En ce mois de janvier 2023, après deux offensives spectaculaires de l’armée ukrainienne, les opérations d’hiver reprennent un tour de guerre de positions. C’est l’occasion de mettre en avant une des principales innovations de ce conflit, qui est plutôt d’ailleurs une rétro-innovation : la ligne fortifiée. Souvent exclues des anticipations sur la forme de la guerre à venir, les fortifications de campagne ont toujours tendance à s’imposer dans le paysage dès lors que les forces s’équilibrent. La guerre de positions est donc une forme de guerre à redécouvrir régulièrement.
Les guerres industrielles, comme la guerre actuelle en Ukraine, ont une tendance forte à être soit très courtes, soit très longues. La faute en revient essentiellement à la puissance de feu des armées modernes qui impose presque par réflexe la recherche de la protection du terrain, soit naturellement dense comme les villes, soit modelé pour le devenir. Si l’armée la plus puissante ne s’impose pas rapidement, le processus de cristallisation finit par l’emporter. La guerre de mouvement devient guerre de position et les opérations sont alors beaucoup plus lentes, même avec des armées modernes entièrement motorisées.

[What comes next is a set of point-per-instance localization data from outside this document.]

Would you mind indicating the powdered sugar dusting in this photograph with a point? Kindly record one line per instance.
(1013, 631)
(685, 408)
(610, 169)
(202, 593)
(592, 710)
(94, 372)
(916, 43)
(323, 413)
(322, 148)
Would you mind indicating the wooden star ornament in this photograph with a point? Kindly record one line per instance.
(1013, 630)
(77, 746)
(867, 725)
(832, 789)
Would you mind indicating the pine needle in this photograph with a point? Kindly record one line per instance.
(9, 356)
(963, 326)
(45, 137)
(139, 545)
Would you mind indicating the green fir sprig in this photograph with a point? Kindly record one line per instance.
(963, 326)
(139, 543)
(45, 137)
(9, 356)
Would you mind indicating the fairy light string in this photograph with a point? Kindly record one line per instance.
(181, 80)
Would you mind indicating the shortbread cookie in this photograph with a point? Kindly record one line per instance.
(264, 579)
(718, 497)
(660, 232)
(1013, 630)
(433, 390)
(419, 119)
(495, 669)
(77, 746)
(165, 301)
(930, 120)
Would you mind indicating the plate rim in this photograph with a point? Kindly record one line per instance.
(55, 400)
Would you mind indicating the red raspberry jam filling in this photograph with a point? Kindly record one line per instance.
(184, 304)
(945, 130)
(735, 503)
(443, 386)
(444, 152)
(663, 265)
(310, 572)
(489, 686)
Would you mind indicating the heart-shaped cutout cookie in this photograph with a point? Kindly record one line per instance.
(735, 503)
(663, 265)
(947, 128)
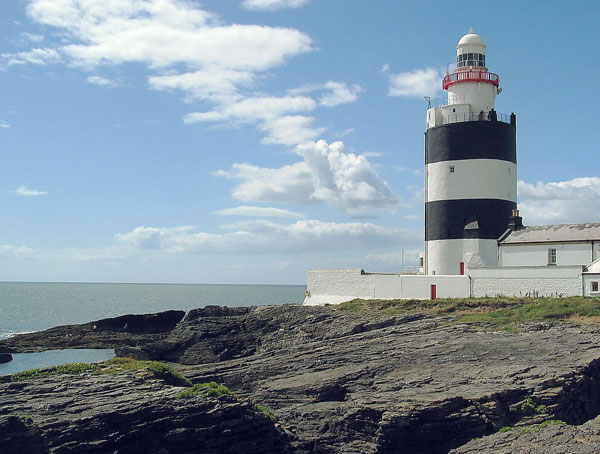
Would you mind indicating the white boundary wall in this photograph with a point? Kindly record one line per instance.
(526, 280)
(337, 286)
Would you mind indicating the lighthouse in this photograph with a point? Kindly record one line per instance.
(470, 167)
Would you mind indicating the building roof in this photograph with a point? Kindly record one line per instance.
(554, 233)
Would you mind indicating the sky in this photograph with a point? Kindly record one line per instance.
(247, 141)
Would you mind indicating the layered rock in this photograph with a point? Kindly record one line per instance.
(109, 414)
(552, 438)
(5, 357)
(357, 383)
(114, 332)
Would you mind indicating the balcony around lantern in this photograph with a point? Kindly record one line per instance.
(470, 76)
(437, 117)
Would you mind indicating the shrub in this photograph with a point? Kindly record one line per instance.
(211, 389)
(265, 411)
(69, 369)
(112, 366)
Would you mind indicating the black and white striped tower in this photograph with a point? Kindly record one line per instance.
(471, 167)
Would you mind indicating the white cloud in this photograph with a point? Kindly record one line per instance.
(24, 191)
(214, 84)
(271, 115)
(416, 172)
(272, 5)
(163, 33)
(38, 56)
(265, 212)
(340, 94)
(265, 237)
(33, 38)
(335, 93)
(562, 202)
(290, 130)
(416, 83)
(326, 175)
(7, 251)
(104, 82)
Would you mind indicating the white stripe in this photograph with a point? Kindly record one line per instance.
(472, 179)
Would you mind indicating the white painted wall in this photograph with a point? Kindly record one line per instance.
(444, 256)
(588, 278)
(337, 286)
(521, 280)
(480, 95)
(537, 254)
(472, 179)
(419, 287)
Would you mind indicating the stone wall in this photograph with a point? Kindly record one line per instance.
(526, 280)
(337, 286)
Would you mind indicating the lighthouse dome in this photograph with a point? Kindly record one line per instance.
(471, 39)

L’éternel retour de la ligne
Après des départs fulgurants, les armées de la Deuxième Guerre mondiale en Europe ou en Afrique n’ont cessé ensuite de buter sur des lignes fortifiées, El Alamein, Mareth, Gothique, Gustave, Koursk, Siegfried, etc. jusqu’au mur de l’Atlantique, la plus grande de l’histoire avec la muraille de Chine. Après dix mois de guerre de mouvement, en fait trois guerres de mouvement entre adversaires différents, les opérations en Corée ont ralenti d’un seul coup au printemps 1951 pour s’étirer ensuite pendant des années. Il en est de même pour la guerre entre l’Irak et l’Iran commencée par une offensive irakienne qui se voulait foudroyante en septembre 1980 et qui ne s’est terminée que huit ans plus tard.

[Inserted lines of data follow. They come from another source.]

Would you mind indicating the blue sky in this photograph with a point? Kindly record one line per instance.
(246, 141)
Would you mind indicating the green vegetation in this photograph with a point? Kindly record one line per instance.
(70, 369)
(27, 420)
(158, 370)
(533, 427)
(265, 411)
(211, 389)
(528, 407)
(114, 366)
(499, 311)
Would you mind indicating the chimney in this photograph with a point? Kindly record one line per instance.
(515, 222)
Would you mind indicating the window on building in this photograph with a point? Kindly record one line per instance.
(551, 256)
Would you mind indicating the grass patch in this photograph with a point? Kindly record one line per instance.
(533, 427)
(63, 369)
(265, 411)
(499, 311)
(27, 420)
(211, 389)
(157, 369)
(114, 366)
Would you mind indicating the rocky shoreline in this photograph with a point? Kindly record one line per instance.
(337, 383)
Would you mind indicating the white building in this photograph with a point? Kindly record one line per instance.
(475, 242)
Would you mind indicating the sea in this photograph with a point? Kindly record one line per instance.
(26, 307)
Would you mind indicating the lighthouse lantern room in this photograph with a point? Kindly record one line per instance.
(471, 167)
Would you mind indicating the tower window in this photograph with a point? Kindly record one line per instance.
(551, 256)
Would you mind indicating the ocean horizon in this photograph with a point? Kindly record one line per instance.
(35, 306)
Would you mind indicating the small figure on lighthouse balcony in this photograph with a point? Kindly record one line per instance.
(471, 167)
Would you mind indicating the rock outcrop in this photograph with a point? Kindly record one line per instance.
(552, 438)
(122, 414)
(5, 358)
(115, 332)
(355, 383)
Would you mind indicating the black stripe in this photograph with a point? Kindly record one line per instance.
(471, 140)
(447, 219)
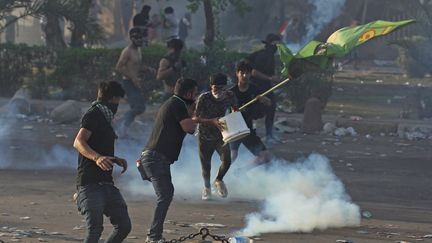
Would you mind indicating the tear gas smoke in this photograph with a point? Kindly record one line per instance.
(297, 197)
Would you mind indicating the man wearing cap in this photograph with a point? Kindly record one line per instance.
(131, 67)
(263, 76)
(212, 105)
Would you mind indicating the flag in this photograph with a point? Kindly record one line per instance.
(338, 44)
(349, 37)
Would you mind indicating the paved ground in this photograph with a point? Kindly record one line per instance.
(387, 176)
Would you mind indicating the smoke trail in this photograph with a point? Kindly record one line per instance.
(324, 12)
(300, 197)
(297, 197)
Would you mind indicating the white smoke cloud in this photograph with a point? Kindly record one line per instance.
(297, 197)
(300, 197)
(324, 12)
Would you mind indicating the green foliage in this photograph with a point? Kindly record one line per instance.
(77, 71)
(240, 6)
(415, 58)
(19, 63)
(85, 28)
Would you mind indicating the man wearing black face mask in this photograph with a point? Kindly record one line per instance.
(172, 123)
(211, 106)
(263, 76)
(97, 194)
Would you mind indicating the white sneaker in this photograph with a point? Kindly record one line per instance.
(221, 188)
(272, 140)
(206, 194)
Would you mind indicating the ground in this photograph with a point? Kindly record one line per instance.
(388, 176)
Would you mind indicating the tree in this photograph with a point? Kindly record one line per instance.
(84, 27)
(212, 8)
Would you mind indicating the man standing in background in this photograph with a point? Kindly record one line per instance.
(142, 21)
(131, 67)
(263, 77)
(184, 26)
(170, 24)
(171, 66)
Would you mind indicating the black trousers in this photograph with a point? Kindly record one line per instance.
(206, 150)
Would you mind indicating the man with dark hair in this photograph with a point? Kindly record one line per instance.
(245, 92)
(171, 66)
(170, 24)
(211, 106)
(142, 21)
(263, 76)
(130, 65)
(97, 194)
(184, 25)
(172, 123)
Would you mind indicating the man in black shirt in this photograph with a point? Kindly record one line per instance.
(97, 194)
(245, 92)
(172, 123)
(142, 21)
(211, 106)
(263, 75)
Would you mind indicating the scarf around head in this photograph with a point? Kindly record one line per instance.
(108, 114)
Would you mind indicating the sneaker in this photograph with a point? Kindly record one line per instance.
(149, 240)
(206, 194)
(221, 188)
(272, 140)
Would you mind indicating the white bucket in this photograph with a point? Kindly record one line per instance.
(234, 127)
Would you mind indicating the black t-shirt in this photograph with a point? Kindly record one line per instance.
(141, 20)
(243, 98)
(167, 135)
(101, 140)
(263, 61)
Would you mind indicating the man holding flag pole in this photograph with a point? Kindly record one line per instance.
(339, 44)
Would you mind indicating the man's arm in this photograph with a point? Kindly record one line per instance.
(188, 125)
(165, 70)
(257, 74)
(121, 65)
(80, 144)
(198, 112)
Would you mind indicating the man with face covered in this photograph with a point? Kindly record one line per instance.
(244, 92)
(211, 106)
(263, 77)
(130, 65)
(171, 124)
(97, 196)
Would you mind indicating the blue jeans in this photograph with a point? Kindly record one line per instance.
(136, 102)
(157, 168)
(93, 202)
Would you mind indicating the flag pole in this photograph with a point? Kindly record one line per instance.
(265, 93)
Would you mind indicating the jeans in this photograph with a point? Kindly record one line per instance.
(136, 102)
(93, 202)
(206, 150)
(157, 168)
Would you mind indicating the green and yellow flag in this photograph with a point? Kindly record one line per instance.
(339, 43)
(349, 37)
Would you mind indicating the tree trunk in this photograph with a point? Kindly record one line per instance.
(53, 33)
(209, 35)
(78, 30)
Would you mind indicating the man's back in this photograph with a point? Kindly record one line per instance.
(102, 141)
(167, 135)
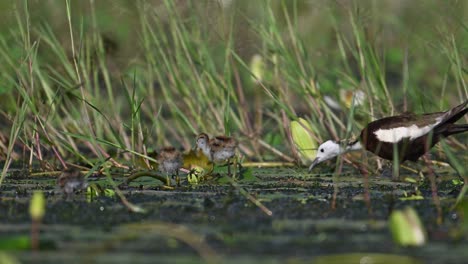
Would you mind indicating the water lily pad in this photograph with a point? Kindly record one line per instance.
(303, 140)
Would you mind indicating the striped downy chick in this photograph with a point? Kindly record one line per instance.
(217, 149)
(70, 181)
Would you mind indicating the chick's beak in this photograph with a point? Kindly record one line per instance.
(314, 163)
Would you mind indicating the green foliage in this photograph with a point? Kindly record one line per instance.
(37, 206)
(406, 228)
(92, 82)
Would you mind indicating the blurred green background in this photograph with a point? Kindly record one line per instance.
(153, 73)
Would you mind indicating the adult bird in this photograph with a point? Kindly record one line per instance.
(410, 134)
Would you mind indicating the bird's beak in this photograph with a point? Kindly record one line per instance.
(315, 162)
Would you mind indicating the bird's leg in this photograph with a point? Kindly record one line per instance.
(168, 180)
(229, 167)
(235, 167)
(396, 164)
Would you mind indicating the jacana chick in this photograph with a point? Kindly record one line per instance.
(217, 149)
(70, 181)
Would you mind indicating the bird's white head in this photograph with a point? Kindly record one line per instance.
(328, 150)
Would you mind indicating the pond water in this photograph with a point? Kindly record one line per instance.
(214, 222)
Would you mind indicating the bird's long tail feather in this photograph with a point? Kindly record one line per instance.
(455, 129)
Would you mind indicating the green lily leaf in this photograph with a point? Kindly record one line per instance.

La guerre en Ukraine n’échappe pas à la règle. Du champ de bataille atomique des années 1950 à la guerre numérisée, on imaginait souvent que le nouveau saut de puissance de feu caractérisé par le nucléaire tactique, puis par tous les projectiles précis venus du ciel allait imposer un combat très mobile, fait de concentrations pour attaquer et de déconcentrations pour échapper aux feux de l’adversaire. Cela a été en partie le cas dans la bataille autour de Kiev. Les concentrations de forces russes dans les forêts et les rares routes à l’ouest de la capitale ukrainienne ont été contenues par les forces mobiles et harcelées par l’artillerie ukrainienne jusqu’à obliger les Russes à un repli piteux. Mais à l’est de Kiev, la victoire a tenu aussi à la résistance de bastions urbains – Tchernihiv, Konotop, Nyzhyn, Hlukhiv, Soumy – qui sont restés comme des brise – lames brisant l’élan de trois armées russes.

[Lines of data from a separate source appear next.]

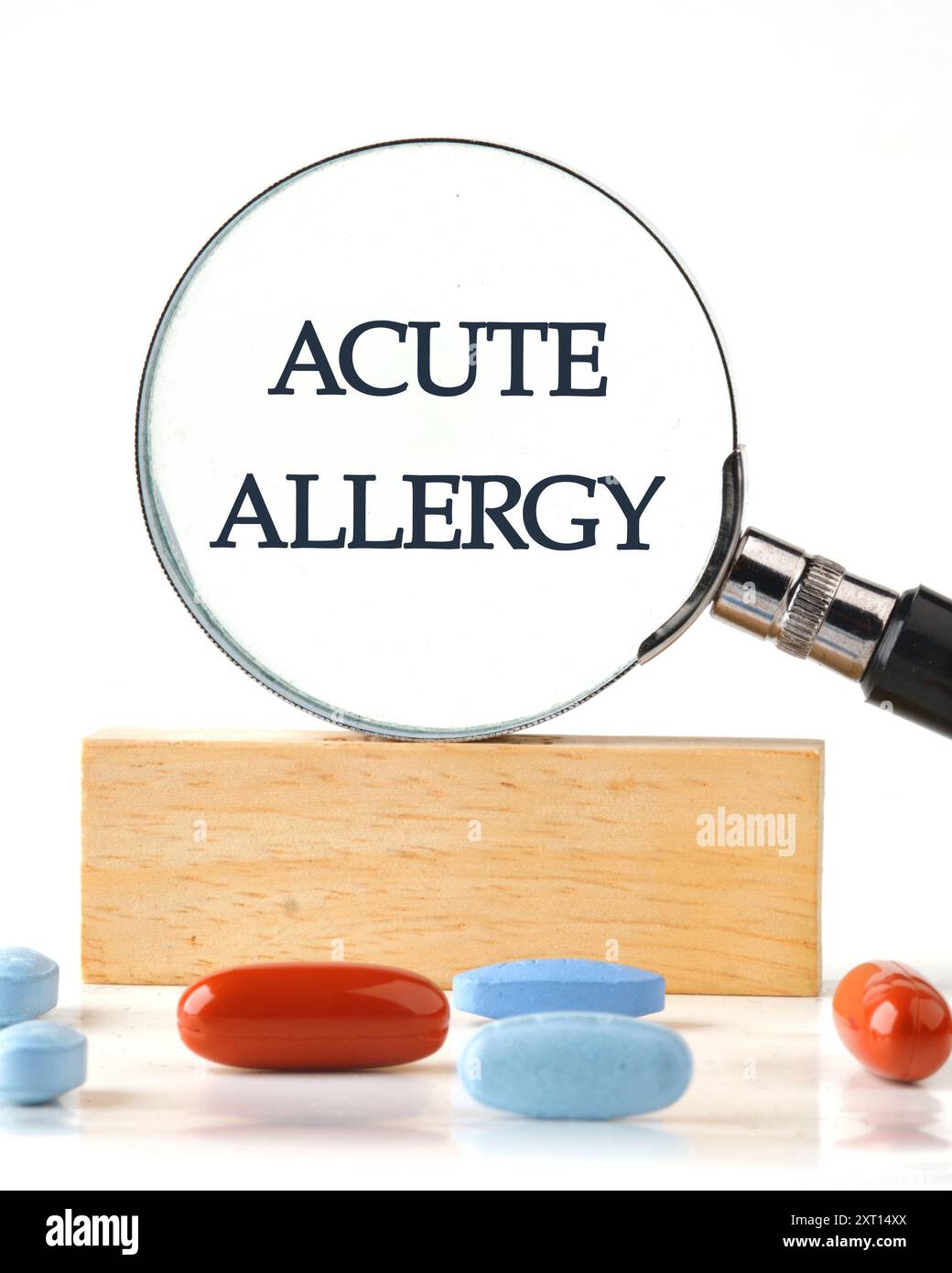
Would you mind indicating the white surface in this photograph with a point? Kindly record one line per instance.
(799, 159)
(775, 1103)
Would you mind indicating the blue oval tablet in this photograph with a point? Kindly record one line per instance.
(576, 1064)
(29, 985)
(557, 985)
(39, 1061)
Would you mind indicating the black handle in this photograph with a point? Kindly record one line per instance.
(910, 671)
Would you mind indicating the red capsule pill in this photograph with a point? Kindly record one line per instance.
(313, 1016)
(892, 1020)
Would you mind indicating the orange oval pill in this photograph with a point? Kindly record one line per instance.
(313, 1016)
(892, 1020)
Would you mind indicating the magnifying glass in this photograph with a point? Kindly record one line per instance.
(437, 438)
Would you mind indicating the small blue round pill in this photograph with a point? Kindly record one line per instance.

Après le retrait de Kiev, on aurait pu imaginer que les Russes profiteraient de la protection des frontières de Biélorussie et de Russie, virtuelles mais infranchissables par les Ukrainiens, pour relancer de nouvelles offensives. Ils ont préféré opter directement pour la guerre de positions à partir de la ligne de front solidifiée de Kharkiv à Kherson, avec déjà dans le Donbass la zone fortifiée la plus dense du monde après celle séparant les deux Corées.
Protection contre la puissance de feu, les fortifications de campagne se trouvent aussi valorisées par elle puisqu’il est très difficile de regrouper des forces jusqu’à plusieurs dizaines de kilomètres en arrière de la ligne de contact sous peine d’être repéré par les nombreux capteurs modernes puis frappé rapidement par le « feu du ciel » : obus, roquettes, drones rôdeurs, bombes aériennes, missiles.
Contournement impossible
Cette grande ligne fortifiée, aussi longue que celle de 1915 en France, est presque impossible à contourner. On ne peut projeter de forces par – dessus la ligne par une opération aéroportée ou héliportée, par manque de moyens de transport pour les Ukrainiens et surtout pour tous par la densité des défenses antiaériennes. Les deux armées disposent de nombreuses unités d’assaut aérien, mais il n’y a plus eu d’assaut aérien depuis l’échec de l’opération sur l’aéroport d’Hostomel, près de Kiev, tout au début de la guerre. Il n’est pas possible non plus de la contourner par la mer, à la manière du débarquement à Inchon, en Corée, en septembre 1950. Là encore, les moyens manquent pour réaliser des opérations amphibies de grande ampleur, y compris du côté russe, et les côtes d’Odessa ou de Crimée sont trop dangereuses d’accès. Et les brigades d’infanterie navale sont employées à terre.